I guess I’d better explain the Bolt Factory significance, in case I decide to share this blog. We live within a quarter of a mile of an EPA designated toxic site that has been cleaned up. Trouble is, we lived here all the years it was contaminating the area with heavy metals. Now I’m having neurological problems. In our little neighborhood there has been a high incidence of Alzheimer’s, Parkinson’s Disease, and all kinds of cancers. My own mother died of Alzheimer’s Disease. On the other hand, my Daddy is 101, and the lady across the street just passed away at 100.
So, for what it’s worth, I really do need to remember to tell Dr. S about where we live. All the information about the heavy metals that were found here are on the Internet, with the kinds of problems they can cause.
There’s something about Sunday that just exhausts me. It starts with the special Sunday breakfast with Daddy. That takes more standing on my feet than the normal one does, but it’s part of his routine, and I don’t want to change that. Another thing that contributes to my problems on Sunday is the shoes. They don’t give me any support. By the time I’ve walked from the car to the SS room, I’m completely exhausted. I do get awfully nervous teaching, although it was better yesterday. D will be teaching full time, starting Sept. 1, so I won’t have that to stress me out any more, except for substituting when she’s sick. That’s for the best, I’m sure.
I sit at home all day long, so I don’t know why sitting in church should tire me out, but it seems to. The pews just aren’t as comfortable, I guess. Anyway, I end up taking a nap every Sunday afternoon, just worn out. I didn’t even feel like driving DH to Deacon’s Meeting yesterday, so he took me to Daddy’s and then came to get me and took me home before he went back for church last night.

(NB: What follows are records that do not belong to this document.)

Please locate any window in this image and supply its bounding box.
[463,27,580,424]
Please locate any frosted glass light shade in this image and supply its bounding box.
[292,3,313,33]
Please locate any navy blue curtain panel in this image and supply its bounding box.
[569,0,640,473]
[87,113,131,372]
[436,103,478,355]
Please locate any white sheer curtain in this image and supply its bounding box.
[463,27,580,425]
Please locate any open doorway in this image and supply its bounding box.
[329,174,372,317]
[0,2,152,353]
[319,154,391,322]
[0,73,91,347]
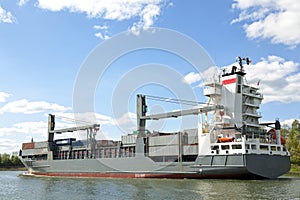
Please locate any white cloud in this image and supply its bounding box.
[0,99,70,114]
[183,72,201,84]
[0,5,16,24]
[183,66,218,85]
[94,25,110,40]
[232,0,300,47]
[245,56,300,103]
[0,92,11,103]
[18,0,29,6]
[37,0,165,32]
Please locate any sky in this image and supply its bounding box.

My legs, shoulders, and neck were hurting by nine o’clock last night and I had the beginnings of a headache, so DH set up the vibrating pillow and I took 2 of his Tylenol arthritis pills and went to sleep for the night. I feel better this morning.
I’ve been waiting for six weeks to see Dr. S to find out what he thinks is wrong with my legs. I tried to remember everything I could that he might possibly need to know about my past history. I still forgot to tell him about the Bolt Factory and the functional dysphonia diagnosis I had before I quit teaching. I also forgot to tell him that I taught Chemistry for a few years, but I really don’t think that has anything to do with it at all. I did give his nurse my notes about that when we took the old back films to them. But I’m still forgetting to tell them about Uncle Bill!!

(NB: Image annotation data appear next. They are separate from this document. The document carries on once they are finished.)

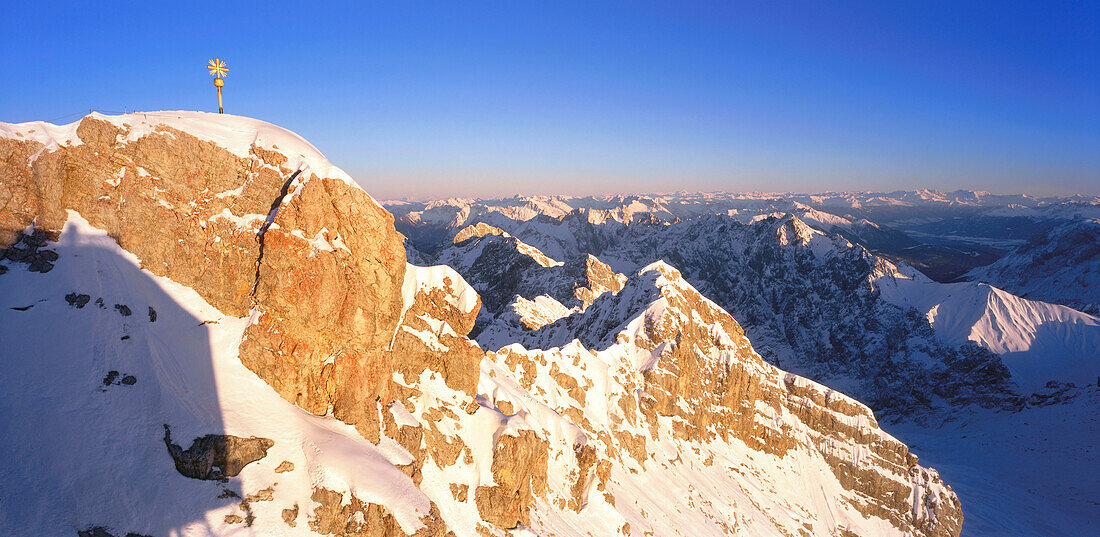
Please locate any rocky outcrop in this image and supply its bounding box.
[474,430,549,529]
[0,114,405,429]
[308,487,454,537]
[0,116,961,536]
[164,425,275,481]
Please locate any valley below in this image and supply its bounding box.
[0,111,1100,537]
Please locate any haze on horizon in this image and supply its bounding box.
[0,2,1100,199]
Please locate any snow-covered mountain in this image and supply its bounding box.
[0,112,965,537]
[404,199,1100,535]
[966,219,1100,315]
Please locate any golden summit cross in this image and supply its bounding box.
[207,58,229,113]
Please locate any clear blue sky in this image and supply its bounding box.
[0,0,1100,198]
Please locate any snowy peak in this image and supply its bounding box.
[965,219,1100,315]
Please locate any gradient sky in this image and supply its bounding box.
[0,0,1100,198]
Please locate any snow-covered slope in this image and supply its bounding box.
[876,275,1100,393]
[966,219,1100,315]
[415,204,1100,535]
[0,112,963,537]
[0,212,430,536]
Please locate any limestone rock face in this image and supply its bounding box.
[0,114,961,537]
[0,114,405,423]
[474,430,549,529]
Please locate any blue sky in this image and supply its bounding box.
[0,1,1100,198]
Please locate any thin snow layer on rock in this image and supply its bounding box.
[876,272,1100,393]
[0,110,377,202]
[0,211,430,536]
[402,263,477,313]
[966,219,1100,315]
[505,295,576,330]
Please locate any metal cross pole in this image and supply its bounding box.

He did the kinds of hammering around that I expected and said that I definitely had diminished responses in my legs, but the upper body responses seemed normal. He was sorry that the EMG I had already had did not include any tests of the upper body and wants to repeat that test. He watched me walk, asked DH if I were that slow with everything I did, which I’m not. I did tell him I feel the shakes at times with my hands. I definitely have trouble handling pills and money, and my memory is not as good as it used to be, either, but then I’m not as young as I used to be, either.

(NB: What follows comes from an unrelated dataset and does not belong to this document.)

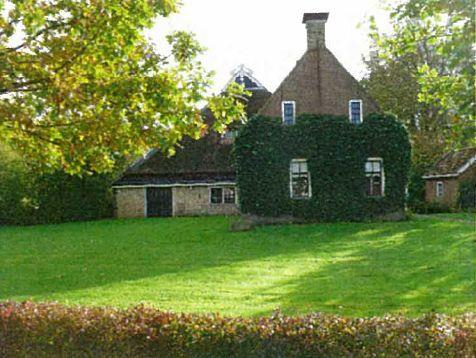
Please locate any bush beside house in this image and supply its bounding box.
[234,114,411,221]
[0,146,114,225]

I told him about the MRI Dr. Stan had done years ago that showed increased CSF pressure and the negative Babinski test, so he wants a repeat of the brain MRI.
He showed us what a Parkinson’s walk typically looks like, and that’s not what I’m doing. I’m not walking like the typical Peripheral Neuropathy either, so that’s the puzzle of it. I told him about my concerns that it might be psychosomatic from worrying about DD so much and being with her through all her PN hospitalizations. He said that would be the diagnosis of last resort, if I understood him correctly.
Anyway, now I’m trying to be patient while HealthSpring takes their beaurocratic time processing the request for a brain MRI and a repeat of the EMG to include the upper body as well. He wants to do a series of blood tests, too, to check for B12 deficiency and toxic metals I’m guessing.
I liked him and I have confidence in him.
I thought I’d give the new Beta Blogger a try with a new blog about my problems using my legs. You’ll see me trying different templates and doodads as I fiddle with this new system. From time to time I may do a post about what I’m trying out with the beta.
But mainly, I wanted a place to talk about the strange goings on with my walking. Just a little background material. I do have an old herniated lumbar disk that flares up and causes trouble from time to time, and I have spurs on some cervical vertebrae that also give me fits at times. I’ve had numerous epidurals over the years for both. There have been several episodes when my back was hurting, as it was this last year, when the sciatic nerve was involved, where I had trouble walking. Every other time, the walking improved and went back to normal with time when the back healed. It didn’t happen that way this time.
After the series of epidurals took care of the back pain in April, I still have not been able to take a normal step. Every step is like picking up lead weights, and it’s all I can do to move my feet. There’s no pain, but it doesn’t take much walking to exhaust me completely. So, mostly I’ve been sitting and working on the computer for the last few months, waiting for doctor’s appointments, first with the orthopedist, then with the EMG tech, and now with the best Neurologist we could find.